While Israeli TV pundits sonorously debated the implications of Trump’s strategy in the Middle East, “Eretz Nehederet,” Israel’s Hebrew-language version of "Saturday Night Live," aired a post-Trump-visit special the night he left. In one sketch, “Ivanka” (who in real life is a convert to Orthodox Judaism), explains that she has been teaching her father customs such as “modesty, when you shouldn’t shake a woman’s hand.” The actor playing the president says as he leers, “Don’t worry, I never grab women by the hand.”

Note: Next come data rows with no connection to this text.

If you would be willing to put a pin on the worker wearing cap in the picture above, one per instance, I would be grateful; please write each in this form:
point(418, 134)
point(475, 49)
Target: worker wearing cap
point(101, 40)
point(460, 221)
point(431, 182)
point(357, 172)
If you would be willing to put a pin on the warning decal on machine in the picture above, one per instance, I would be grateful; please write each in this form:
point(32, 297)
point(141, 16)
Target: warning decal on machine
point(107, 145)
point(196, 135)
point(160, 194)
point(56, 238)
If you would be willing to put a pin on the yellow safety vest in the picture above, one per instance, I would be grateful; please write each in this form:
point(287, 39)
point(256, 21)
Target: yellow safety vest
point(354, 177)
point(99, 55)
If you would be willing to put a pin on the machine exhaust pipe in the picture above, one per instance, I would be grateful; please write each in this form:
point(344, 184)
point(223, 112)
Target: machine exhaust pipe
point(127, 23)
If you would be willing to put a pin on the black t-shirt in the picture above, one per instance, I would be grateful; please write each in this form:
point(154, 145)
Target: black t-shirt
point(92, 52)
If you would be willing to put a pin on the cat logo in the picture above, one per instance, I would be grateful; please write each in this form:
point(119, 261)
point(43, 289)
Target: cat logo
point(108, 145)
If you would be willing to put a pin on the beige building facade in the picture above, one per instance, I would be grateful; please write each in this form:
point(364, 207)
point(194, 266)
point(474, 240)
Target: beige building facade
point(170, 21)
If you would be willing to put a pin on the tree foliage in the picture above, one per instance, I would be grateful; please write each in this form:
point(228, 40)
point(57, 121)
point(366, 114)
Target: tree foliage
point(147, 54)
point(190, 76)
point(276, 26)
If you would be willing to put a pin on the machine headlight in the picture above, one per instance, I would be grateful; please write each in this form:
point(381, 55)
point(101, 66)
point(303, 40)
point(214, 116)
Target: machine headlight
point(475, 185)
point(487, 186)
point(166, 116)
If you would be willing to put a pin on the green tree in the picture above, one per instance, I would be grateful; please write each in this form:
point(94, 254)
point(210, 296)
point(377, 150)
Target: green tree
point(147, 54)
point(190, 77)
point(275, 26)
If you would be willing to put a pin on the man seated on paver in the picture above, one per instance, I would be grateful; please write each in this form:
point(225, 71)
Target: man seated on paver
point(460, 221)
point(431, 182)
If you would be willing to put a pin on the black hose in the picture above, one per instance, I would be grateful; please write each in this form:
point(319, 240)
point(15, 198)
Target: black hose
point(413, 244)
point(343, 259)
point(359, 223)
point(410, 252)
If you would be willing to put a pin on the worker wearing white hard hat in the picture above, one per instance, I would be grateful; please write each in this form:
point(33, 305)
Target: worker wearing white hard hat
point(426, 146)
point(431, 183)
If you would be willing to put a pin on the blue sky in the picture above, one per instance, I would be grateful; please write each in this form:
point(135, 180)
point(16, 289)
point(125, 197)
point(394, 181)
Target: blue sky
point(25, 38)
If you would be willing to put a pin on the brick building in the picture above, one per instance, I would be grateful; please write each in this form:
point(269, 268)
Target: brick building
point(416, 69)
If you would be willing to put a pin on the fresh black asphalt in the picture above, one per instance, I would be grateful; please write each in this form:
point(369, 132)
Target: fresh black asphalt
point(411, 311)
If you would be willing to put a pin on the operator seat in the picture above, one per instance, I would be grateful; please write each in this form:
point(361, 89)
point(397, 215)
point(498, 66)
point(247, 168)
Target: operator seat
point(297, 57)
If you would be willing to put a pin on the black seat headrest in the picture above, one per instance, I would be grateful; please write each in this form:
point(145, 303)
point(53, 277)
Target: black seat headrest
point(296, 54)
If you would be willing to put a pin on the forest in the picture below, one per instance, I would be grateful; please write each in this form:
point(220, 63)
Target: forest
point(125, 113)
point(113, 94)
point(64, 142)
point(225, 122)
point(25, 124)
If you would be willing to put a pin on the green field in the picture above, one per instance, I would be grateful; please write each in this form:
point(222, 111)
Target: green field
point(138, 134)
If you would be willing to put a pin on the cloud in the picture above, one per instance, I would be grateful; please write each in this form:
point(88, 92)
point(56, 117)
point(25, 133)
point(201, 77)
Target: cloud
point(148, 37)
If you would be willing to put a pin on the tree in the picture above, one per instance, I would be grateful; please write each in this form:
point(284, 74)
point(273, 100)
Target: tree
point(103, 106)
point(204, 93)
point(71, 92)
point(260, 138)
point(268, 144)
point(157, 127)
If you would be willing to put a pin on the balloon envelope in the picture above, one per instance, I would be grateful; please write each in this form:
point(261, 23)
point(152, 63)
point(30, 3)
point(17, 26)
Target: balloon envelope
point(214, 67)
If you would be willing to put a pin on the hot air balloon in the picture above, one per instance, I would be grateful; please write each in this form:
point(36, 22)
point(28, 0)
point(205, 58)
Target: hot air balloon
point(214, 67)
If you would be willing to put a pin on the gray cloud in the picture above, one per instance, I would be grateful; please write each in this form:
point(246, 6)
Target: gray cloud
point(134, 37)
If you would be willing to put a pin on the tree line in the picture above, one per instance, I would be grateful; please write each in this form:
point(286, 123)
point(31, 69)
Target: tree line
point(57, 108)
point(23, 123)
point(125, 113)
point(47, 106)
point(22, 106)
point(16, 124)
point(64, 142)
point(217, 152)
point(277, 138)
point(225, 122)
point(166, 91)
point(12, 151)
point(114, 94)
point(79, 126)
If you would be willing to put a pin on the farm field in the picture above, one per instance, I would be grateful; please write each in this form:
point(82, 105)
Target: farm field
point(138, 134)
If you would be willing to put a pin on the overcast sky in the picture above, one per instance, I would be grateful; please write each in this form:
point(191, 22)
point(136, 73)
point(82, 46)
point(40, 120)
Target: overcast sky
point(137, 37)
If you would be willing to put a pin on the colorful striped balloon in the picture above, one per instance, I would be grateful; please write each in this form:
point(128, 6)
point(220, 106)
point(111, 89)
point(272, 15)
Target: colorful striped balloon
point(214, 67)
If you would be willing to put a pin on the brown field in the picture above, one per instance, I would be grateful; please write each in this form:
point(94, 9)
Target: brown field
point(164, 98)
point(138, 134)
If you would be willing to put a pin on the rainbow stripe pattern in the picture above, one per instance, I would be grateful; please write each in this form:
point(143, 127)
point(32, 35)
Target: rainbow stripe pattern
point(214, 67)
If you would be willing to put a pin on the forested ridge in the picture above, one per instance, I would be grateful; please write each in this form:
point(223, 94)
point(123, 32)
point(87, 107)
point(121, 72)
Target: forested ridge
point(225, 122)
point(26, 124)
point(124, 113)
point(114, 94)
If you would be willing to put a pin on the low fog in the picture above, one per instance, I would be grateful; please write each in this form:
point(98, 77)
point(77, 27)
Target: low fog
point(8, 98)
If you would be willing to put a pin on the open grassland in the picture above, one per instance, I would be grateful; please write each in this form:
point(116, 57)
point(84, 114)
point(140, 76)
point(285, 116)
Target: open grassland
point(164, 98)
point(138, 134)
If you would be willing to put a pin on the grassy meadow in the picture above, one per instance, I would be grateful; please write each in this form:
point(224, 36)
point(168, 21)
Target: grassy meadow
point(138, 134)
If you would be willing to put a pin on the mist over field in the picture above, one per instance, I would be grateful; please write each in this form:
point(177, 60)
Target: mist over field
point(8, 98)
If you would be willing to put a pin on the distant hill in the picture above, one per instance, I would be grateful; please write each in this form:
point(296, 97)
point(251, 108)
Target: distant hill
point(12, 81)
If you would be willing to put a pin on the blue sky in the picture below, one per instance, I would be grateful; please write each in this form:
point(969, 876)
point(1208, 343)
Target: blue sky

And yet, despite the missteps, mistakes and general embarrassment, one picture, circulated broadly on mainstream and social media, captured the hearts of even the most cynical Israelis. Nechama Rivlin, the president’s wife, suffers from lung disease, and during the red carpet ceremony, stood for over an hour in the sun, holding an oxygen tank close. Later, while their husbands met formally, the two first ladies strolled together through the presidential residence, holding hands. Melania Trump’s face, as captured on camera, reveals care and concern. “I’ll walk with you, at your pace,” she seems to be saying, in one of the few truly human, unscripted moments of the two-day visit.